Bir toplumun manevi değerlerini oluşturan en önemli unsurlarından biri kuşkusuz kültürel mirasın korunmalıdır.

Kültürel mirasin tarihi değerlerin konuşması kuşkusuz sadece ülke yöneticilerinin görevi değil. 

Bu konuda en önemli görev her konuda olduğu gibi ebeveynlere düşüyor. 

Çünkü geleceğimizi korumak nasıl yeni nesile düşüyorsa geçmişimizi korumakta yine gençlerimize düşüyor. 

Bu ülke onlara emanet. Korumak kollamak ve yaşatmak gençlerimizin görevi. Ancak gençlerimiz bu duyguları tek başlarına öğrenemez. Anne ve babalar ya da ebeveynler mutlaka küçük yaşlardan itibaren kültürel mirasın korunması konusunda çocuklarını bilgilendirmeli. 

Ülkemizdeki tarihi yerleri mutlaka gezmelerini ve görmelerini sağlamalı. 

Bir ülkenin veya kentin tarihi, bir taraftan da kimlik unsuru da taşımaktadır. 

Bir kentin tarihi o kentin kimliğidir. 

Kimliği olmayan bir toplum yok olmaya mahkumdur.  

Geçmişten günümüze belki kan dökülerek korunan bu kültürel mirasın sonraki nesillere aktarılması önem arz ediyor. 

Doğal afetler veya felaketler nedeniyle tarohin yok olmasının elbette önüme geçemeyiz.

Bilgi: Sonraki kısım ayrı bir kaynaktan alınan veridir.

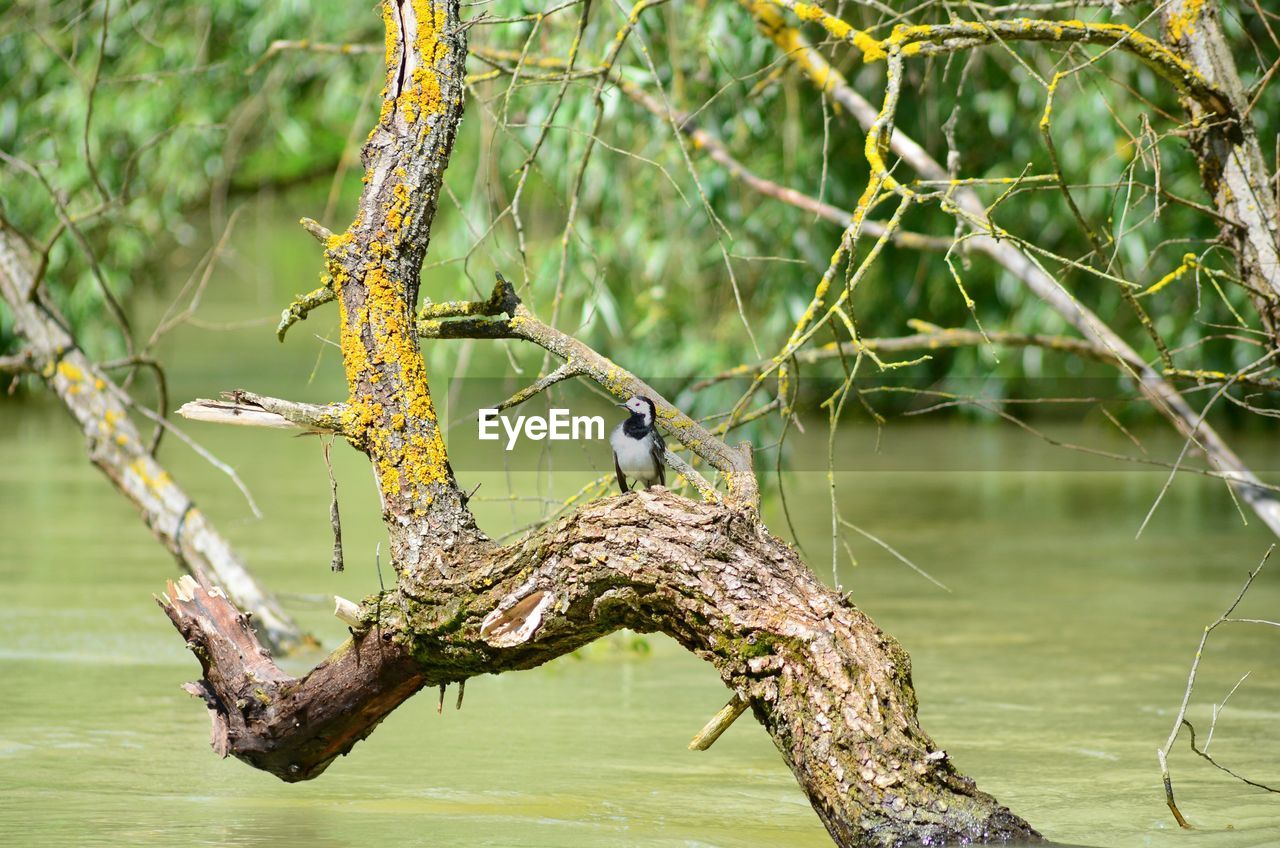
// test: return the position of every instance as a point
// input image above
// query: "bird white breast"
(635, 456)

Ancak mevcut olan koruyabilir ve sahip çıkabiliriz. 

Bu bizim inanı görevimiz. 

Sanal dünyanın çağımızın tamamen ele geçirdiği dünyada kültürel mirasımıza gözümüz gibi bakmalıyız. 

Gelişmiş ülkeler kültürel miras ve kimliğine en çok sahip çıkan toplumlardır. 

Ana sınıfından itibaren okullarda eğitim gören öğrencilere yönelik kültürel geziler düzenlenmesi oldukça faydalı olacaktır. 

Öğrencilerin kültürel havayı soluması onların bu alanları yönelik ilgisini de arttıracaktır. 

Tarihi eserlerin mutlaka kayıt altına alınması yangın veya deprem gibi afetlerden korunması için gerekli tadilatının yapılması gerekmektedir. 

Müze gibi gezi etkinliklerinin öğrenciler için cazip hale getirilmesi gerekmektedir. 

Daha çocuk yaşlardan itibaren kültürel miras duygusunun aşılanması ileride kimlik oluşumuna katkı sağlayacaktır. 

Kültürel miras kayıt altına alınırken mutlaka sanal dünyanın nimetlerinden yararlanılmasında da fayda var elbette. 

Teknoloji ve kültür birbirinden ayrılmaz birbirini tamamlayan parçalandır. 

Kültürel mirasın korunması ve devamı hayati önem taşımaktadır.